This time we want to collect inhibition data of the main protease (also known as 3C-like protease), so we know that it is CHEMBL 3927, which is the top of the pref_name.
Once you know the CHEMBL ID of the target molecule, go to Schema Questions and SQL Examples. The query "Retrieve compound activity details for all targets containing a protein of interest" at the bottom will give you a list of molecules that have activity against the target molecule, so you can change the CHEMBL ID part of this SQL.
SELECT m.chembl_id AS compound_chembl_id,
s.canonical_smiles,
r.compound_key,
d.pubmed_id,
d.doi,
a.description,
act.standard_type,
act.standard_relation,
act.standard_value,
act.standard_units,
act.activity_comment
FROM compound_structures s,
molecule_dictionary m,
compound_records r,
docs d,
activities act,
assays a,
target_dictionary t
WHERE s.molregno = m.molregno
AND m.molregno = r.molregno
AND r.record_id = act.record_id
AND r.doc_id = d.doc_id
AND act.assay_id = a.assay_id
AND a.tid = t.tid
AND t.chembl_id = 'CHEMBL3927'
AND (act.standard_type ='IC50' or act.standard_type ='Ki')

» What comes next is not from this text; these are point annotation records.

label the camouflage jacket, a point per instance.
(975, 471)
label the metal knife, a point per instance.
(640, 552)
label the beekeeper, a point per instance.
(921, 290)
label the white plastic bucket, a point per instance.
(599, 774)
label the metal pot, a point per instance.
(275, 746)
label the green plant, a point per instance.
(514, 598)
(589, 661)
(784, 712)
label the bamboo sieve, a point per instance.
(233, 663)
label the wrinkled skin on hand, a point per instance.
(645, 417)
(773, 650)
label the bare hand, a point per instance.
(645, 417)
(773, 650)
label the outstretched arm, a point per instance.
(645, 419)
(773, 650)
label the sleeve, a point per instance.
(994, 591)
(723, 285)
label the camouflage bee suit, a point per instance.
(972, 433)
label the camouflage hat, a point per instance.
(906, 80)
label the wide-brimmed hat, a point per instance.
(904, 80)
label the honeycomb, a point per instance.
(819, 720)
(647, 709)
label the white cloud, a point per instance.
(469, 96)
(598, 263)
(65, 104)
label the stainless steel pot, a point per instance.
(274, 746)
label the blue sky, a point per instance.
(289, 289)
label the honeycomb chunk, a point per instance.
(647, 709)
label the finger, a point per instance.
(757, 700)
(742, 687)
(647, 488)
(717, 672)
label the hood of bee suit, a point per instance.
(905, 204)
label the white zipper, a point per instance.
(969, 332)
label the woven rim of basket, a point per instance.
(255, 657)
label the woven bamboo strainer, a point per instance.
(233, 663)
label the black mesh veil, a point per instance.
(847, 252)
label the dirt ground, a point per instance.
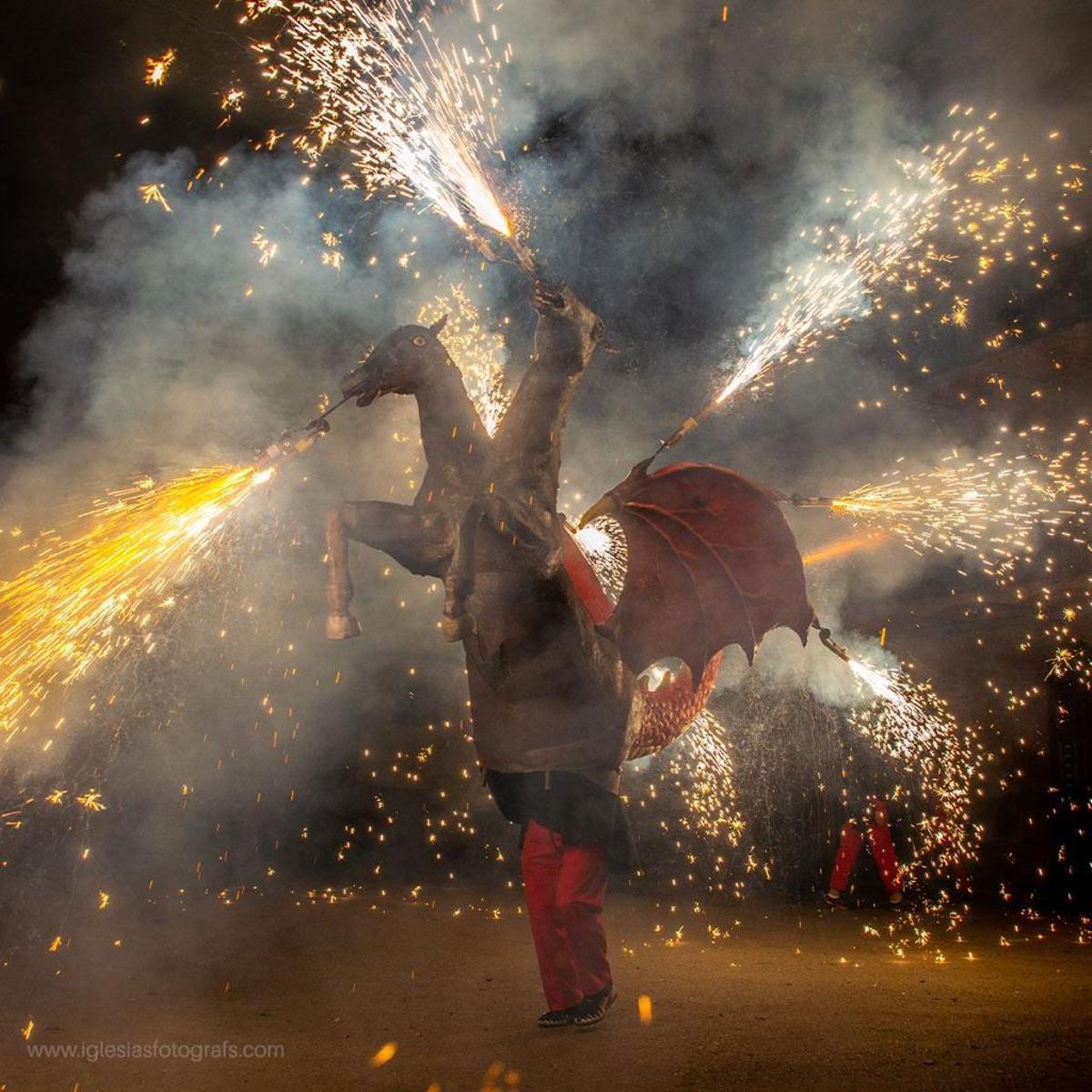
(792, 999)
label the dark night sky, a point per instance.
(751, 103)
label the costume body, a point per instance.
(551, 664)
(554, 705)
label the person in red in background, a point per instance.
(879, 839)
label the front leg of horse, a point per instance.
(341, 622)
(420, 543)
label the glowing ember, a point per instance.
(157, 68)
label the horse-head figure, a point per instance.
(403, 363)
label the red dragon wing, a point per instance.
(713, 562)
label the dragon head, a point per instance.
(398, 364)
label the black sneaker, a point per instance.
(561, 1018)
(594, 1008)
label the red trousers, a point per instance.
(879, 840)
(563, 887)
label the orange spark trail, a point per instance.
(102, 589)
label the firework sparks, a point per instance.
(153, 191)
(479, 352)
(603, 543)
(157, 68)
(102, 589)
(911, 724)
(416, 117)
(888, 243)
(991, 507)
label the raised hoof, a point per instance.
(457, 627)
(341, 627)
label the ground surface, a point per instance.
(790, 1000)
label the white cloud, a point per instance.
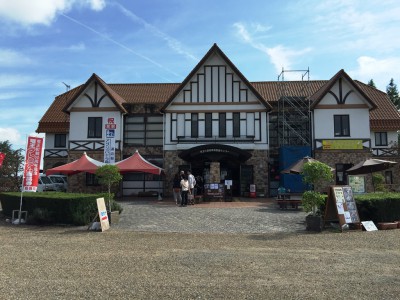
(10, 134)
(11, 58)
(380, 70)
(41, 11)
(280, 56)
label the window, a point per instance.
(236, 124)
(91, 180)
(208, 125)
(60, 141)
(380, 138)
(195, 125)
(95, 125)
(222, 124)
(143, 130)
(342, 125)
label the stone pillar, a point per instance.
(215, 172)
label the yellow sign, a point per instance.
(342, 144)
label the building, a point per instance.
(223, 127)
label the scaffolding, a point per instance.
(294, 117)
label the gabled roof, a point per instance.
(115, 98)
(217, 50)
(317, 97)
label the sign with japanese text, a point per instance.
(109, 142)
(2, 156)
(101, 207)
(32, 164)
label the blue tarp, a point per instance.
(288, 155)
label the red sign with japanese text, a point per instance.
(32, 164)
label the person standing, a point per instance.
(184, 190)
(192, 182)
(176, 189)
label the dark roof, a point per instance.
(385, 117)
(217, 50)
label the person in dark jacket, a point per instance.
(176, 189)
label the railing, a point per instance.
(216, 139)
(90, 145)
(385, 151)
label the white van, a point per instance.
(60, 182)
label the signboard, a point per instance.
(357, 183)
(109, 142)
(341, 206)
(101, 207)
(214, 191)
(32, 164)
(369, 226)
(342, 144)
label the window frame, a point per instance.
(378, 137)
(340, 124)
(60, 140)
(95, 128)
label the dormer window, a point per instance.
(341, 125)
(95, 129)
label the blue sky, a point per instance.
(46, 43)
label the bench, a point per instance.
(288, 200)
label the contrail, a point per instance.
(120, 45)
(172, 43)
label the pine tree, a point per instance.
(371, 83)
(10, 172)
(393, 93)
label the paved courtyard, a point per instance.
(260, 216)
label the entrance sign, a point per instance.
(341, 206)
(32, 164)
(101, 207)
(109, 142)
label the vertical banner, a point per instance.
(2, 156)
(101, 207)
(109, 142)
(32, 164)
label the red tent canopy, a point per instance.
(136, 163)
(83, 164)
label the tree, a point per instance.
(108, 175)
(12, 168)
(393, 93)
(371, 83)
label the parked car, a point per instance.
(60, 182)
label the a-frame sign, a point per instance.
(341, 206)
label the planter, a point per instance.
(314, 223)
(387, 225)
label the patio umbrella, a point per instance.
(370, 166)
(136, 163)
(297, 167)
(83, 164)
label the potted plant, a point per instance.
(109, 175)
(314, 174)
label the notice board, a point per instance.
(341, 206)
(213, 191)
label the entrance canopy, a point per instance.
(83, 164)
(214, 152)
(136, 163)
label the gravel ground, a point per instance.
(73, 263)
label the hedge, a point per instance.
(54, 207)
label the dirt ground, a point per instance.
(73, 263)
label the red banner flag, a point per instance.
(32, 164)
(2, 156)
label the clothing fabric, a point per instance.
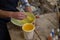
(4, 34)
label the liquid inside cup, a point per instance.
(28, 27)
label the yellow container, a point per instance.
(28, 27)
(30, 19)
(28, 30)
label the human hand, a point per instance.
(28, 9)
(19, 15)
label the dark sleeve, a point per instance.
(8, 5)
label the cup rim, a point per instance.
(29, 30)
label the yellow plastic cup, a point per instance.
(28, 30)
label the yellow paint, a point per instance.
(28, 27)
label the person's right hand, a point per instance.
(19, 15)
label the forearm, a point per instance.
(4, 14)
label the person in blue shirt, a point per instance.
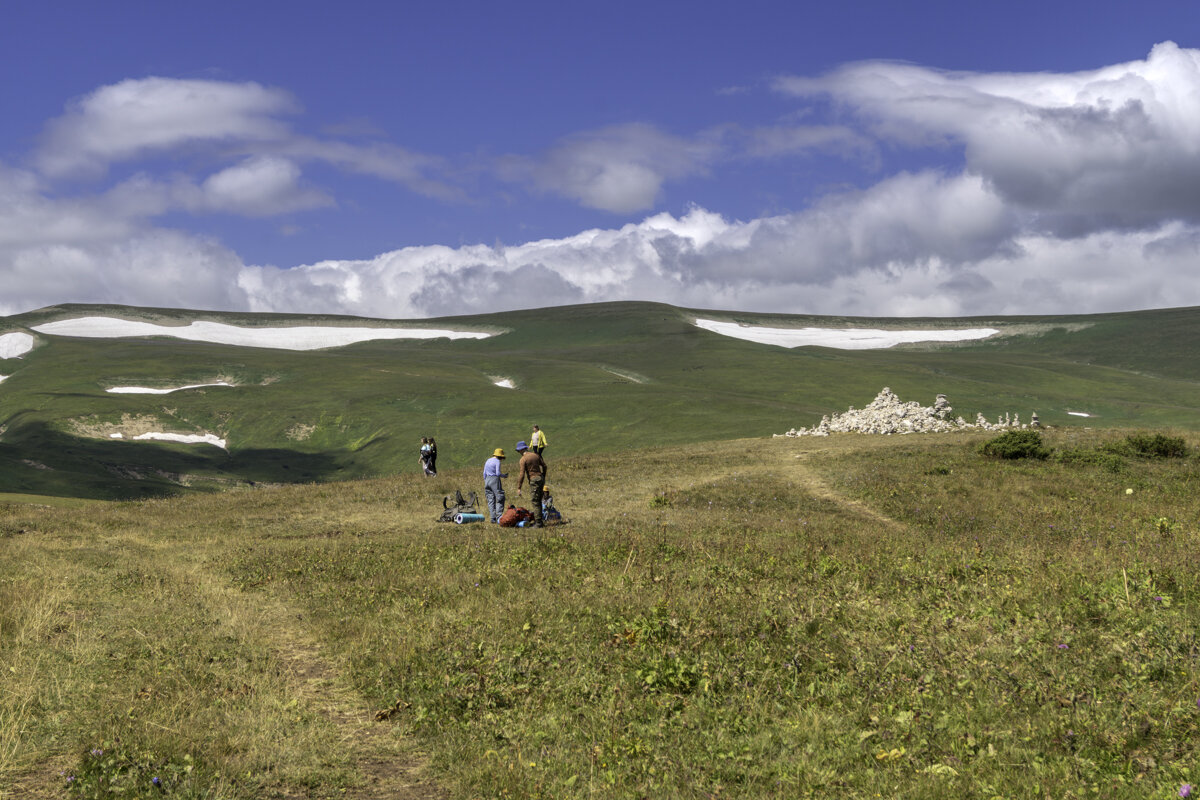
(493, 488)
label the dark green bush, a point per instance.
(1015, 444)
(1105, 459)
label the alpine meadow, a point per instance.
(258, 600)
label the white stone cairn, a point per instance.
(887, 415)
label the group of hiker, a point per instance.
(531, 469)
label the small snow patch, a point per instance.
(13, 346)
(143, 390)
(300, 337)
(846, 338)
(185, 438)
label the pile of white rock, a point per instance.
(887, 414)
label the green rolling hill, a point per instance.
(598, 378)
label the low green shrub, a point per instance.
(1153, 445)
(1015, 444)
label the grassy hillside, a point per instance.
(761, 618)
(601, 378)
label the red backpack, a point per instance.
(514, 516)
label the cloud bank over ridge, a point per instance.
(1051, 193)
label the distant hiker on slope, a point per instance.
(532, 469)
(425, 456)
(537, 440)
(493, 488)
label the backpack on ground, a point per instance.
(514, 516)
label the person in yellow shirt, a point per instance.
(537, 440)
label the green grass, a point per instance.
(844, 617)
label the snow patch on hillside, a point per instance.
(13, 346)
(300, 337)
(184, 438)
(628, 376)
(844, 338)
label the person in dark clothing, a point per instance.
(533, 469)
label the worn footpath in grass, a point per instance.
(851, 617)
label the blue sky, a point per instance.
(412, 160)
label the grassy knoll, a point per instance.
(599, 378)
(853, 617)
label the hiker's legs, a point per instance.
(493, 491)
(535, 487)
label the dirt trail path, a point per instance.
(799, 468)
(389, 767)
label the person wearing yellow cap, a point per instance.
(493, 488)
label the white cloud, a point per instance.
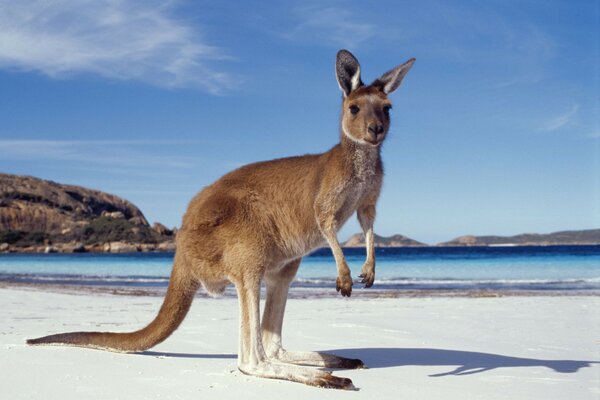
(100, 153)
(330, 25)
(116, 39)
(563, 120)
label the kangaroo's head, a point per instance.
(366, 109)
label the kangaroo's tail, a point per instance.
(177, 302)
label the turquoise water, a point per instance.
(510, 268)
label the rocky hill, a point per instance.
(358, 240)
(590, 236)
(40, 215)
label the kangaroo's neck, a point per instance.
(363, 160)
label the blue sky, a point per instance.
(495, 129)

order by compound_chembl_id;
As a caveat, I want only inhibition data this time, so I specify IC50 or Ki as standard_type. It seems that the definitions of IC50 and Ki are strictly different, but since both of them seemed to be used as learning data in the paper, we will apply them here.
Export the result from pgAdmin to csv.
By the way, this is a muddy work like a data scientist.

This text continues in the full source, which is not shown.